Welcome back to the Back Water Book Club or the BWBC as I’m going to call it from now on. This week we hit the stories!

To start off is Julio Cortazar’s “House Taken Over”.

It’s a ghost story. Sort of.

It’s more a metaphor story, but for what I don’t know. This story has ambiguity dripping all over it. A middle-aged brother and sister living in an old house find themselves at odds with a nameless unseen “they” that shows up one they and starts taking over their home. At first it’s only part of the house, and the brother and sister flee behind a sturdy oak door into another part of the house, but before long the unseen “they” take over even this part, and the brother and sister are forced to flee the house entirely.

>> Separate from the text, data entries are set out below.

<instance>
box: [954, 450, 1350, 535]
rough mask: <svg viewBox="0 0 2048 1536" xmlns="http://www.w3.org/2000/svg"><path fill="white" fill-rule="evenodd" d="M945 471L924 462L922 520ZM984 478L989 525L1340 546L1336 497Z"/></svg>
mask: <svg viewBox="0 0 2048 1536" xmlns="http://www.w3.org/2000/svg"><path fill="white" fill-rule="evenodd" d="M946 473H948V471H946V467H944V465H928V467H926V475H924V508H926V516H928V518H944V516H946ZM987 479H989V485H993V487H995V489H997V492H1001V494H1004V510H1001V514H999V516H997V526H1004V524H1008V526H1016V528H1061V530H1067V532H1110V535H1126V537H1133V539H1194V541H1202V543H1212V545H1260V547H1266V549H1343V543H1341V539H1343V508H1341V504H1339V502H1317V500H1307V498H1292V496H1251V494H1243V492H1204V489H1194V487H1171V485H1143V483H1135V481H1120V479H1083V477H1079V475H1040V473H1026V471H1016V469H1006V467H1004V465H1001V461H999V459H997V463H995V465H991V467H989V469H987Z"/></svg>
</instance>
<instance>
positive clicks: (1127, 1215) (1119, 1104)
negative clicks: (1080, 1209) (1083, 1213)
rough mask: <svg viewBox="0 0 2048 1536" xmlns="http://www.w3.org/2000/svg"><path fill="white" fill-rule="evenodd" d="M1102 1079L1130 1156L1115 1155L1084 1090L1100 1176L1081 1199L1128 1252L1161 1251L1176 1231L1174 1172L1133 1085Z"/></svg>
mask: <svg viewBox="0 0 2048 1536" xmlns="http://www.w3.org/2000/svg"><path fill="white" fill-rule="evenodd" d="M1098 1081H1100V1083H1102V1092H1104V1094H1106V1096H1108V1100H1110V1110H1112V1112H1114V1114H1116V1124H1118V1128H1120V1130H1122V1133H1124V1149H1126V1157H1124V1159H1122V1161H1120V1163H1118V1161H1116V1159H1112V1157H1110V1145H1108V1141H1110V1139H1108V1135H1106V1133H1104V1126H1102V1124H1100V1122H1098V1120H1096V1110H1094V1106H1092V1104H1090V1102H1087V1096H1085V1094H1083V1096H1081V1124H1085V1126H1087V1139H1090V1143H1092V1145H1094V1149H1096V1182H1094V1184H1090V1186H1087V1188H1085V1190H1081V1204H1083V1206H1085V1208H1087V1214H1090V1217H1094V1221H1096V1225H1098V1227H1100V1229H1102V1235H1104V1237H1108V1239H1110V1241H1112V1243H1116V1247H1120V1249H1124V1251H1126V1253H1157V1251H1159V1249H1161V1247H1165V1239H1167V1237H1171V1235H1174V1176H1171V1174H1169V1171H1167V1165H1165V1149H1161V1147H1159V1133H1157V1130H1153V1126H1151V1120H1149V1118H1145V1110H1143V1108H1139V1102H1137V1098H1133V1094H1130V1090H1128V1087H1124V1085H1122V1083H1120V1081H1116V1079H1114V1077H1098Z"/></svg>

But who are “they”? It’s uncertain. They simply appear and instead of confronting them, the brother and sister let them take over the house. Is it scary? Are the brother and sister actually ghosts haunting their ancestral home? Is the haunting actually an indictment of the brother and sister, as the intruders appear to have much more life than either of the pair? The story offers no answers. My reading’s that the “they” are metaphorical, a symbol of the unseen majority that will push the marginalized into the streets unless confronted. 

Scary? No. Strange? Kinda. Ambiguous? Oh yeah.

Following that, we have a more traditional story in Robert S. Hichens’s “How Love Came to Professor Guildea”. This one features the recognizable Victorian trope of two old educated bachelors of opposing personalties who manage to be great friends despite their differences. Instead of Holmes and Watson, it’s a Father Murchison and a Professor Guildea. Murchison’s the sentimental idealist, while Guildea’s the man of pure intellect and reason. The two meet and get into debates about the human condition. Then Professor Guildea finds himself haunted.

And it’s here where we encounter the “ick factor” I talked about back in the introduction, because whatever the entity is that attaches itself to the Professor, its main characteristic is that it’s mentally disabled and the chill of the story comes from that fact. The entity that haunts the Professor is described as an imbecile (and not so flattering as such), and this makes both men shudder. While the entity seems to mean no harm, the very affection that it shows the Professor is deemed unnatural and a thing to be feared. And so the men set out to rid themselves of the thing with mixed results.

So, is this scary? Sort of. From the entity’s initial appearance as a ragged form on a park bench to the Professor’s slow discovery of its nature, and the dawning realization of what it wants, the story manages to get under one’s skin and linger. But that it relies on ableism to do so can’t be denied.